Aside from Hopkins’ performance though, the best I
can say for the film is that it’s smart enough to have Hopkins’ character call
his visions a ‘super-dooper form of intuition’. I can live with that, as I’ve
always felt psychics were some blend of intuition, lucky guesses, and
mathematical probabilities. I don’t believe they’re really psychic (that’s obviously absurd), and 99.99% of them are total bullshit scam artists, but that
small other percentage certainly seem to have some kind of ‘skill’, albeit a
more mundane, real world-acquired ability. On the downside, the screenwriters
always have an excuse written in to have Morgan leave Cornish and Hopkins
together, and not only is it an annoyingly heavy-handed Mulder and Scully
partnership they’re setting up, but it also serves to alert the viewers on a
late twist that should’ve been a bit better protected. Truth be told, I think
the film could’ve survived without Morgan’s character being there at all,
whilst Marley Shelton, Xander Berkeley, and Sharon Lawrence are all wasted in
nothing roles. A famous actor plays the killer here and although the movie’s
poster strangely spoils it, I’ll not reveal their identity. All I’ll say is
that it’s far from their finest hour and once again I’ll place most of the
blame on the relatively inexperienced director. The character should’ve been
integrated into the film on-screen in some way earlier I think. Plot-wise this
is a bit like “Suspect Zero”, in terms of quality…it’s a bit like “Suspect
Zero” (with a little of the even worse “The Watcher” thrown in).

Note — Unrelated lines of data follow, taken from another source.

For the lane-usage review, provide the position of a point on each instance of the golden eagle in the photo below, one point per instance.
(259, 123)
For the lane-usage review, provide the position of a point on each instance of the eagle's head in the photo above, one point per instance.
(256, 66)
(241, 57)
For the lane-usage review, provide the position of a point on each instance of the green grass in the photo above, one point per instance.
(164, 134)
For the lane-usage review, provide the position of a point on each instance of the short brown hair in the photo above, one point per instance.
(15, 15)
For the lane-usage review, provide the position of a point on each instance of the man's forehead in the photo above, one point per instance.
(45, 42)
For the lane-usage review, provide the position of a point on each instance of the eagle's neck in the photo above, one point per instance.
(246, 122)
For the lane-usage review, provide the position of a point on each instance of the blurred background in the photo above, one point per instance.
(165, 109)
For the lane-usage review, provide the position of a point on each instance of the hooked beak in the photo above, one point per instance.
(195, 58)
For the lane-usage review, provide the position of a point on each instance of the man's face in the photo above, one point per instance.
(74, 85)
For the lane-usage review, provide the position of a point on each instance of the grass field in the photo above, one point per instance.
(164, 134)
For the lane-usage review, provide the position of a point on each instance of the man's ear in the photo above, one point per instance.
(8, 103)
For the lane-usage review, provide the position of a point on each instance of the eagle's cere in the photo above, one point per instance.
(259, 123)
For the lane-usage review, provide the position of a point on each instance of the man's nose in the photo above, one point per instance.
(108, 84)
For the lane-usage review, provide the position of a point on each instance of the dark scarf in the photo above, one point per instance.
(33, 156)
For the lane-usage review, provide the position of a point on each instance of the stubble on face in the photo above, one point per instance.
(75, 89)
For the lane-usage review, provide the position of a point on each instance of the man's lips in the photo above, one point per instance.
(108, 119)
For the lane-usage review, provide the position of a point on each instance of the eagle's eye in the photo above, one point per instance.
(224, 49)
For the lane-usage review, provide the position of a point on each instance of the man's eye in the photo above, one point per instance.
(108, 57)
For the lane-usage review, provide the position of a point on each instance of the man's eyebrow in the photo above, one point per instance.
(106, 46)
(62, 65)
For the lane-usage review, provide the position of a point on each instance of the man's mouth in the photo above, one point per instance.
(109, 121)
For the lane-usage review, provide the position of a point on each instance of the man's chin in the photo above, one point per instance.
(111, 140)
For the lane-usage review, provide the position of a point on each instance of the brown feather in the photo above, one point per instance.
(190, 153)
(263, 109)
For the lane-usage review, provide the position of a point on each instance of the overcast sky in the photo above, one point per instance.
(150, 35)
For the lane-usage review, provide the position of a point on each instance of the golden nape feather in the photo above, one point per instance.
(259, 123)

Although there are some potentially weighty themes to play with here, Hopkins
(who served as EP) is the film’s lone interest point. The rest is thoroughly
routine, TV show episode stuff you’ll wonder how it attracted so many
respectable actors. I did like the terrific little fake-out about an hour in
that will probably fool you for half a second. That was clever.
A clichéd affair rather sloppily filmed by a
director seemingly stuck with an ultra-tight schedule and only one actor
prepared for work on the first take. Hopkins is terrific, but a feature film
needs more original material than this or a more accomplished hand at the helm.
You can definitely see why this sat unreleased for so long in most places. It’s
subpar, though studio bankruptcy didn’t help, either.